Threshold-independent classifier ranking

ROC plots true vs false positive rates across all thresholds; AUC is the area under that curve. Together they evaluate a classifier's ranking ability without committing to a threshold.

Definition

The ROC curve plots True Positive Rate (TPR = recall) vs False Positive Rate (FPR) as the threshold varies. A curve hugging the top-left corner is good; the diagonal is random guessing. The area under the curve, AUC, is 0.5 for random and 1.0 for perfect.

AUC is valuable because it evaluates ranking without forcing a threshold. Specifically: it's the probability that a random positive scores higher than a random negative — making it a fair, objective metric to compare different models.

Under heavy class imbalance, ROC-AUC can look optimistic. Precision-Recall AUC (Average Precision) is then more informative — it focuses on the positive class. Roughly: ROC-AUC for balanced problems, PR-AUC for highly imbalanced.

Analogy

A teacher ranking students by "could this kid finish first?". The teacher gives 100 ranks; you test the ranking by sampling actual top-finishers and asking "are they near the top?". AUC quantifies that question: is a random positive ranked above a random negative? At 100% → AUC=1.0; at 50% → AUC=0.5 (random).

Real-world example

An insurer compares logistic regression, random forest, and LightGBM. No imbalance issue, but no threshold yet either. Comparing by accuracy or F1 would lock in a threshold; AUC compares them threshold-free.

| Model | ROC-AUC | PR-AUC | |-------|---------|--------| | Logistic | 0.79 | 0.34 | | Random Forest | 0.86 | 0.48 | | LightGBM | 0.91 | 0.56 |

LightGBM wins on both general ranking and positive-focused ranking. Threshold selection happens later; the model winner is clear.

Code examples

scikit-learn · ROC curve + AUCPython

from sklearn.metrics import roc_curve, auc, roc_auc_score, average_precision_score
import matplotlib.pyplot as plt

probs = model.predict_proba(X_test)[:, 1]

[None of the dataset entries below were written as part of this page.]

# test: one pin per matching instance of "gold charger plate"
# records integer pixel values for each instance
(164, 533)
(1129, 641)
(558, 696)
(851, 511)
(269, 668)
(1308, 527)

fpr, tpr, thr = roc_curve(y_test, probs)
roc_auc = auc(fpr, tpr)

roc_auc_score_v = roc_auc_score(y_test, probs)
ap = average_precision_score(y_test, probs)
print(f"ROC-AUC: {roc_auc_score_v:.4f}")
print(f"PR-AUC (Average Precision): {ap:.4f}")

plt.figure(figsize=(6, 6))
plt.plot(fpr, tpr, label=f"AUC = {roc_auc:.3f}")
plt.plot([0, 1], [0, 1], "k--", alpha=0.5, label="random")
plt.xlabel("False Positive Rate")
plt.ylabel("True Positive Rate")
plt.title("ROC Curve")
plt.legend()
plt.savefig("roc.png", dpi=150, bbox_inches="tight")

When to use

Threshold-independent overall performance
Objectively comparing multiple models
Model selection before threshold is finalized
Ranking problems (recommendation, search)

When not to use

Heavy class imbalance — ROC-AUC is optimistic; prefer PR-AUC
A single fixed-threshold decision — go straight to precision/recall
Multi-class — be careful with macro/micro/OvR/OvO aggregation

Common pitfalls

Treating AUC as calibrated probability

AUC is a ranking metric, not a probability. High AUC doesn't guarantee well-calibrated probabilities — apply Platt scaling or isotonic regression if needed.

Only ROC-AUC under heavy imbalance

0.95 ROC-AUC can hide a PR-AUC of 0.3. Always report both.

Ignoring statistical significance

Is 0.86 vs 0.87 real or noise? Use DeLong's test to compare two AUCs properly.